Sabtu, 14 Februari 2015

Why I Choose ‘BK’? (1)

Foto: Konselingkita.com

“MENGAPA memilih BK?”

Beberapa saat yang lalu, aku ditanya oleh seorang guruku. Pertanyaan yang telah berualang kali aku dengar. Mulai dari temanku, kakak tingkatku, guru-guruku, kerabat jauh dan dekat. Ironisnya sampai saat ini jawaban yang kuberikan selalu berubah-ubah.


Ya! Tentu saja, aku bingung menjelaskannya. Dari sekadar jawaban logika, mainstream, sampai jawaban yang seolah menyalahkan takdir. Tapi sungguh tidak ada yang salah dari takdir.
Aku tidak pernah bermimpi jadi seorang konselor, psikolog, psikiater atau sebagainya. Malah justr teman dekatkulah yang bercita-cita ingin menjadi psikolog. Aku bahkan tidak pernah bercita-cita menjadi seorang guru, ya! Setidaknya hingga enam bulan yang lalu.
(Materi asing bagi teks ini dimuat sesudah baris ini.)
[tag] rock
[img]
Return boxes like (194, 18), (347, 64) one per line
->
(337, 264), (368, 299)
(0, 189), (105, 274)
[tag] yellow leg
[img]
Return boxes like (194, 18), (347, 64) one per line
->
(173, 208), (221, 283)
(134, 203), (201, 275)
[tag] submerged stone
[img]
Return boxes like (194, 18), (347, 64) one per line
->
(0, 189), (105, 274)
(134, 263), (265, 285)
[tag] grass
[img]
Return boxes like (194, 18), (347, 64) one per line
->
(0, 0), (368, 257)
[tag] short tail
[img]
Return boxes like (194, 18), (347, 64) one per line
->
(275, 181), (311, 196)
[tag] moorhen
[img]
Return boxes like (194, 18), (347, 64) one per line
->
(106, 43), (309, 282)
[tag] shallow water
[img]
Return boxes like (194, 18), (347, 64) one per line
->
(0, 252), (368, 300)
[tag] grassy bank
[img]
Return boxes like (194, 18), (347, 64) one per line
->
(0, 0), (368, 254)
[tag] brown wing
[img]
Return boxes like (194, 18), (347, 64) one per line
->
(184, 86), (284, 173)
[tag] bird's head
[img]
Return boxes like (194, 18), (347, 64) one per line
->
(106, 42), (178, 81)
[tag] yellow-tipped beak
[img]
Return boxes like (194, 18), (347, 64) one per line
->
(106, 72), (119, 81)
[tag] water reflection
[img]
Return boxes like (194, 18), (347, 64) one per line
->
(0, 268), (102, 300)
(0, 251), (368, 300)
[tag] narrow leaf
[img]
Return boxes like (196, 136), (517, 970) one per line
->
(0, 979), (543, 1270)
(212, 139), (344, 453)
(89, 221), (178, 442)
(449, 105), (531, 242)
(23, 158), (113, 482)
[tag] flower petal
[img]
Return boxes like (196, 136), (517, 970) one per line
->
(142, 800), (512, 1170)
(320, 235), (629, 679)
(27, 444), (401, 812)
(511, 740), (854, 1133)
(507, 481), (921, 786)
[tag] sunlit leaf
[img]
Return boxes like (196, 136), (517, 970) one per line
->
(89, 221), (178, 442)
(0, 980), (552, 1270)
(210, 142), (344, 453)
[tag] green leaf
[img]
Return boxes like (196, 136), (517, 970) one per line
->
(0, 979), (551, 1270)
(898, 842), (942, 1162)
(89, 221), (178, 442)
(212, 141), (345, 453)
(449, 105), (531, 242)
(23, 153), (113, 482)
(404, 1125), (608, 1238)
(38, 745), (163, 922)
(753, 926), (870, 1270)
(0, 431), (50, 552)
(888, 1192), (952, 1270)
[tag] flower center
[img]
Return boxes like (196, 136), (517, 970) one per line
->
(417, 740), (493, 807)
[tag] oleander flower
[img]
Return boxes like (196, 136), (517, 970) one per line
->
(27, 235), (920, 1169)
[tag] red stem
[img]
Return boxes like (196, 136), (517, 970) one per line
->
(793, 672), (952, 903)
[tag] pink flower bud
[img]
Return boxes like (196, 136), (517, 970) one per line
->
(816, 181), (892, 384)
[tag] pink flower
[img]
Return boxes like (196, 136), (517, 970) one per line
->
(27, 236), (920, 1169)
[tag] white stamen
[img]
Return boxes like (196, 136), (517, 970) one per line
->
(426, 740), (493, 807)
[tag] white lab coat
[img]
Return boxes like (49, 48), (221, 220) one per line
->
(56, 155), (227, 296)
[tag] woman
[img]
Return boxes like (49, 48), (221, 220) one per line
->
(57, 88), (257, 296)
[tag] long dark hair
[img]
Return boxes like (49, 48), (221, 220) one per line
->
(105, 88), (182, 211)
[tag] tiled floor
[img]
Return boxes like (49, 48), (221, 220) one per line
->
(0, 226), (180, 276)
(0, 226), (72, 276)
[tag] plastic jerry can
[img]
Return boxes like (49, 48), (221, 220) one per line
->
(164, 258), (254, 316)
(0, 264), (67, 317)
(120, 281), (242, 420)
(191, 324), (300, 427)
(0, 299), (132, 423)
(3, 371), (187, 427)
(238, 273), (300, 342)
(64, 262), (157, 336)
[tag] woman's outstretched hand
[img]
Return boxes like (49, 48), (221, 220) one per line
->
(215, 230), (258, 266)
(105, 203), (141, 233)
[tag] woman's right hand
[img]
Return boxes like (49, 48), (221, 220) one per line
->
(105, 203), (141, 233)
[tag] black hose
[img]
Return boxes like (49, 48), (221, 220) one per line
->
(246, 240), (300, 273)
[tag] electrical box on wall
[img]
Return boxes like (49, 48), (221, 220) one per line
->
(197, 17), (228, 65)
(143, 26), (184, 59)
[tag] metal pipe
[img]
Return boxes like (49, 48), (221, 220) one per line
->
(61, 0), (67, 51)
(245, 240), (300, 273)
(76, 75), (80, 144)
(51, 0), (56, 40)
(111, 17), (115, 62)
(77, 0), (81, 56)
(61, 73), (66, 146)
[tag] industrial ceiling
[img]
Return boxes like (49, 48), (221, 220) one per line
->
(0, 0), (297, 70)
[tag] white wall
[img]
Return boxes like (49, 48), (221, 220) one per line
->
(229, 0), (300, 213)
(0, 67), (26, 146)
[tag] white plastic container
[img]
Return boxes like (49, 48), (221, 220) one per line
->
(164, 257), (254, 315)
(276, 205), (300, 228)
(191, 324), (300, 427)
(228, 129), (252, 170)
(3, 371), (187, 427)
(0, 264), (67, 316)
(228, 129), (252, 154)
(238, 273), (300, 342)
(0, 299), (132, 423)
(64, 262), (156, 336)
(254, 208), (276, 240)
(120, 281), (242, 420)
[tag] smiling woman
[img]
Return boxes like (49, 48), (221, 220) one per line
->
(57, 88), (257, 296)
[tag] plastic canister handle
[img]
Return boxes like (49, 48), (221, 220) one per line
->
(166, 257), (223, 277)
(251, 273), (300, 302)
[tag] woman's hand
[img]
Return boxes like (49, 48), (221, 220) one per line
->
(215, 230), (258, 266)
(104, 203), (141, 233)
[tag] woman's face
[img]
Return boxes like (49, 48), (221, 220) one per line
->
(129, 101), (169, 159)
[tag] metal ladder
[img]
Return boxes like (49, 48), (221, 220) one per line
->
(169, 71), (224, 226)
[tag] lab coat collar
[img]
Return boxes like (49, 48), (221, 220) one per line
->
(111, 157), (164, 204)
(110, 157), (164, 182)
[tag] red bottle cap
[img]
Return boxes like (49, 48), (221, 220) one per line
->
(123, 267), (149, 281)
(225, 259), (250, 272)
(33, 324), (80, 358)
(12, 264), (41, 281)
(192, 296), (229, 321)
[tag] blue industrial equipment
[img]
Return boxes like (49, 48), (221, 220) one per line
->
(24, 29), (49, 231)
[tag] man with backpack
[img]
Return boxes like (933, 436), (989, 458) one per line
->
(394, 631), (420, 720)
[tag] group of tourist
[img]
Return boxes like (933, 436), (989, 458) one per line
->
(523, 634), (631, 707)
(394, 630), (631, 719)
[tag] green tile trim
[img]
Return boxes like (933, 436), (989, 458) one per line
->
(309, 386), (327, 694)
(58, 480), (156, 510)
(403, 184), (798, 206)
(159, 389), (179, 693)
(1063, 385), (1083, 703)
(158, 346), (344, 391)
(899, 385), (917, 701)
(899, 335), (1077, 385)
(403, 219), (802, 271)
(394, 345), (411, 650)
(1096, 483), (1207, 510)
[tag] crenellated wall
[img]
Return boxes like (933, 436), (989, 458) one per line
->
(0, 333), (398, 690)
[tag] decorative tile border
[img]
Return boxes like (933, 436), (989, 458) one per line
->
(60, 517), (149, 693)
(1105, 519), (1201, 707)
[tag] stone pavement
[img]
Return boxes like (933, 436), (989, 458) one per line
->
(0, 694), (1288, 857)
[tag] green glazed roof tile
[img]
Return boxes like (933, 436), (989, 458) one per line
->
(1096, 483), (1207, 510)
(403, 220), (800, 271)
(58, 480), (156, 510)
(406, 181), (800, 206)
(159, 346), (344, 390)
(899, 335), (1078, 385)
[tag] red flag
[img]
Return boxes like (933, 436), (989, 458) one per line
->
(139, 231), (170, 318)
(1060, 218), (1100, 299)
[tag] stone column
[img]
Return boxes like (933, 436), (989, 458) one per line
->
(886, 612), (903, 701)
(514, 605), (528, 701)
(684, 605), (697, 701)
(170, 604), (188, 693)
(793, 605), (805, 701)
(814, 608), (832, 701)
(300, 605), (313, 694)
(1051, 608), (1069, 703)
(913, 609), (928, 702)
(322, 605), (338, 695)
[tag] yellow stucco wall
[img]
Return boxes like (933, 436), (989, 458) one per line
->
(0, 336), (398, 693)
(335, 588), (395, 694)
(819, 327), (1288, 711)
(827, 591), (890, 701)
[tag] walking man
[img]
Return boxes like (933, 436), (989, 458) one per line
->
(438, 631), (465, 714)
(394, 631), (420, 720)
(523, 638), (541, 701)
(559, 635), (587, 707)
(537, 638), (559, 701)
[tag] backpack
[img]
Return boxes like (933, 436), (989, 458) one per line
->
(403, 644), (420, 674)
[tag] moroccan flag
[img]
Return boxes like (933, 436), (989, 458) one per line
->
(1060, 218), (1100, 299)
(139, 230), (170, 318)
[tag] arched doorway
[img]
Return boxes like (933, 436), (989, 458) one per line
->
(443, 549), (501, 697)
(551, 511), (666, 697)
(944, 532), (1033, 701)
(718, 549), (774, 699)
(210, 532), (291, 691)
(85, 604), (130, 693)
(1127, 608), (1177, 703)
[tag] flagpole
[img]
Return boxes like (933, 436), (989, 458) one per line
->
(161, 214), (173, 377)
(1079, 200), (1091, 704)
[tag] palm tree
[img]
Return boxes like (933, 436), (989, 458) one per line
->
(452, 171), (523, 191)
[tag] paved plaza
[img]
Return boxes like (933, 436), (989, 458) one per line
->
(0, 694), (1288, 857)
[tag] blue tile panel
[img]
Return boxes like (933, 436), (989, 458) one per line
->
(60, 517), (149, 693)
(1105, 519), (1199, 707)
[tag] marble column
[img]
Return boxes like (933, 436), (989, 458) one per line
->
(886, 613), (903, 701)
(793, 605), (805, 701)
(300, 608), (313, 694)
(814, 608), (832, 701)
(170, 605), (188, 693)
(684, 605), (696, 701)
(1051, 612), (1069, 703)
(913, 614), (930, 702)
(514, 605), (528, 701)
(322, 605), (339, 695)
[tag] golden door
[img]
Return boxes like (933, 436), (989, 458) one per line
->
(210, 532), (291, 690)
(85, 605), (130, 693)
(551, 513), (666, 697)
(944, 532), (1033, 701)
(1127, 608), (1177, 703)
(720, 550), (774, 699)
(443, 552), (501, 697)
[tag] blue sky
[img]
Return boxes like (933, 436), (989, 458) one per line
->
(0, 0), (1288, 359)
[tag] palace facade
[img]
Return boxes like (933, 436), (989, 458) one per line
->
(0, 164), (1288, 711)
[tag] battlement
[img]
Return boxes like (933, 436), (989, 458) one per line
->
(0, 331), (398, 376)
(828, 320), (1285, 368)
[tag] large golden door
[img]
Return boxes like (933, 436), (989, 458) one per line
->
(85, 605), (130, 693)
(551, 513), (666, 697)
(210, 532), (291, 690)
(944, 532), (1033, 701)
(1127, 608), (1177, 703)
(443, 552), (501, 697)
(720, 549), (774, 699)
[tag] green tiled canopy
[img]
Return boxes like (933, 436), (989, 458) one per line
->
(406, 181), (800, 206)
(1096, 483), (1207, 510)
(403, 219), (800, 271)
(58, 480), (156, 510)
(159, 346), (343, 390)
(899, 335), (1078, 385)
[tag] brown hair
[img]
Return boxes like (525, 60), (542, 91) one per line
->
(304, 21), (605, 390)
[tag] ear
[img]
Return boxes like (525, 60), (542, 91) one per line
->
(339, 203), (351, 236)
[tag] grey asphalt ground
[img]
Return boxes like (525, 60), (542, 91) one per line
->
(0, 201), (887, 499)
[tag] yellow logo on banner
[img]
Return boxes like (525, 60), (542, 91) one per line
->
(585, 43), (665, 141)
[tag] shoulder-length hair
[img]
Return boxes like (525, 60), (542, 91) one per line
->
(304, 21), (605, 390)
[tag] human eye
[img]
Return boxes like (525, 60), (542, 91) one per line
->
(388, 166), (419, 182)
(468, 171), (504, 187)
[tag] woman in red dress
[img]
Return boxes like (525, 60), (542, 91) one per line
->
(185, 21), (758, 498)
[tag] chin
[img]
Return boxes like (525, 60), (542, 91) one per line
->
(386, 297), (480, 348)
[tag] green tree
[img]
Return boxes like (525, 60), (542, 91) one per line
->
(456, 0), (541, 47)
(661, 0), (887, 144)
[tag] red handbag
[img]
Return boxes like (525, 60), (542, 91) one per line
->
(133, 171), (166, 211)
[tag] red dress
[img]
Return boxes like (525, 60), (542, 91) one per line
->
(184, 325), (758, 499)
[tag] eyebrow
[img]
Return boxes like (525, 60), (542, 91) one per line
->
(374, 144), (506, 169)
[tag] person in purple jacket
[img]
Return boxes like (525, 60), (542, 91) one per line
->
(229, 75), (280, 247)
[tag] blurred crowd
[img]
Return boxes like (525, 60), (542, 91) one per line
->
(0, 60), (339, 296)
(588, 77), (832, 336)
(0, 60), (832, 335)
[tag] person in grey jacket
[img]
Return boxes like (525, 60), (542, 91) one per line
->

Sejak kecil cita-citaku selalu berubah-ubah, dari yang tadinya ingin jadi sekretaris direktur, konsultan bisnis, penulis, akuntan, hingga baru-baru ini jadi jurnalis. Perjalanan itu tidaklah berjalan mulus. Ketika menginjak sekolah menengah atas aku mencoba masuk ke jurusan perkantoran demi mengejar cita-cita menjadi sekretaris. Namun tingga badan mengandaskan impianku. Saat itu syarat utama masuk ke jurusan sekretaris harus memiliki tinggi badan 150cm. Aku hanya memiliki tinggi 146 cm, itu pun dengan latihan loncat sebelumnya. Cita-cita jadi konsultan bisnis pun kandas, karena jurusan itu mensyaratkan hal yang sama.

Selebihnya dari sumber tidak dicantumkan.